Abstract: TH-PO020
An In Vitro Model of Idiopathic Membranous Nephropathy Reveals PLA2R- and Complement-Dependent Pathways of Podocyte Injury
Session Information
- Complement Your Knowledge of Kidney Disease
November 02, 2017 | Location: Hall H, Morial Convention Center
Abstract Time: 10:00 AM - 10:00 AM
Category: Glomerular
- 1001 Glomerular: Basic/Experimental Immunology and Inflammation
Authors
- Haddad, George, University of Zurich, Zurich, Switzerland
- Kistler, Andreas D., None, Winterthur, Switzerland
Background
Idiopathic membranous nephropathy (iMN) is an autoimmune kidney disease that usually manifests as nephrotic syndrome through damage of podocytes and leads to progressive renal failure in a significant proportion of patients. Recently, the target antigen of autoantibodies in the majority of patients with iMN has been identified as the phospholipase A2 receptor (PLA2R). The definitive proof for pathogenicity of PLA2R antibodies, however, is still lacking. Furthermore, mechanisms of podocyte injury remain elusive, although sublytic complement injury has been proposed. In this study, we aim to develop an in vitro model for iMN to determine downstream mechanisms of anti-PLA2R-antibody mediated injury to podocytes.
Methods
PLA2R expression levels in conditionally immortalized human podocytes were modulated by infection with a lentivirus vector carrying FLAG-tagged full length human PLA2R or by siRNA-mediated knock down.

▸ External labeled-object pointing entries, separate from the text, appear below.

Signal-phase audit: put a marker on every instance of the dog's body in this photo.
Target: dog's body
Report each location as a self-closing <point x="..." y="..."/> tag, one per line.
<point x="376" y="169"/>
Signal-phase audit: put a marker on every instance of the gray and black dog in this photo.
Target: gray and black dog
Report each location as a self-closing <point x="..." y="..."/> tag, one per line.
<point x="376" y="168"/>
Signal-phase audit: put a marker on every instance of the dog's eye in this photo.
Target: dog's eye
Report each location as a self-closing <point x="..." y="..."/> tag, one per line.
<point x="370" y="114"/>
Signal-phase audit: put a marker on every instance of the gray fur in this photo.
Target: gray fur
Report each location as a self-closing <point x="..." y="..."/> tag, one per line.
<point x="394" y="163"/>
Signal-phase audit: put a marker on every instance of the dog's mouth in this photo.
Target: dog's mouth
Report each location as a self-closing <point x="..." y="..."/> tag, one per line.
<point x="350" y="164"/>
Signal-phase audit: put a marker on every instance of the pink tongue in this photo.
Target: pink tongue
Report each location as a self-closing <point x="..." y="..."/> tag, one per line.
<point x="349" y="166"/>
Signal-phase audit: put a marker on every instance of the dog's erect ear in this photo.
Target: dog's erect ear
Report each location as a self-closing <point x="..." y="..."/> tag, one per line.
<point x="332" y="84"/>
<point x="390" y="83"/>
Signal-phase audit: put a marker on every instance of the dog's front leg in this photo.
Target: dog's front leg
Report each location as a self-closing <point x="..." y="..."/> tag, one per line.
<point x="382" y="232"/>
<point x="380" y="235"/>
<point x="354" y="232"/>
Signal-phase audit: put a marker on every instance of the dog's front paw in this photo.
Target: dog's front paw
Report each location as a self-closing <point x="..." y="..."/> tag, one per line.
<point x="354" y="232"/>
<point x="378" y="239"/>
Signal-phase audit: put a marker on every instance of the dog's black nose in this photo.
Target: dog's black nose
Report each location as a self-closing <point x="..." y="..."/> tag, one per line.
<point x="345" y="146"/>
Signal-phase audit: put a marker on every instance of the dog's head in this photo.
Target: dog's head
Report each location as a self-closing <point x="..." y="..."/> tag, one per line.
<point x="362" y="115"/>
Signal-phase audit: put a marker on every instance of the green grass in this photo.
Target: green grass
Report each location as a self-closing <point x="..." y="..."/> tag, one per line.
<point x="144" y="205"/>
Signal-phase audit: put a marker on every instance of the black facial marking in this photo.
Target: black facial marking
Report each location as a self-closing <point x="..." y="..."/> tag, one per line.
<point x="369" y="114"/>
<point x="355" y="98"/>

These cells were then pretreated with sera from PLA2R-positive iMN patients or control sera and subsequently, human complement was added. Cell lysates were collected and analyzed by qPCR, Western blot, and IF.
Results
Podocytes overexpressing PLA2R treated with a high-titer (1:1000) PLA2R antibody positive sera and complement in sublytic concentration resulted in decrease synaptopodin and NEPH1 expression with a noticeable synaptopodin rearrangement. The complement sublytic effect on podocytes is likely to involve the activation of the lectin pathway and C3aR1 and C5aR1 signaling as knock down of these receptors rescued synaptopodin and NEPH1. Synaptopodin and NEPH1 degradation appeared to occur via two independent pathways that require cysteine and aspartate proteases, respectively.
Conclusion
Podocyte injury by iMN serum and sublytic complement includes synaptopodin and NEPH1 degradation. In addition, we have developed an in vitro assay to specifically assess the complement-dependent podocytopathic effect of iMN sera that will allow to screen for protective compounds.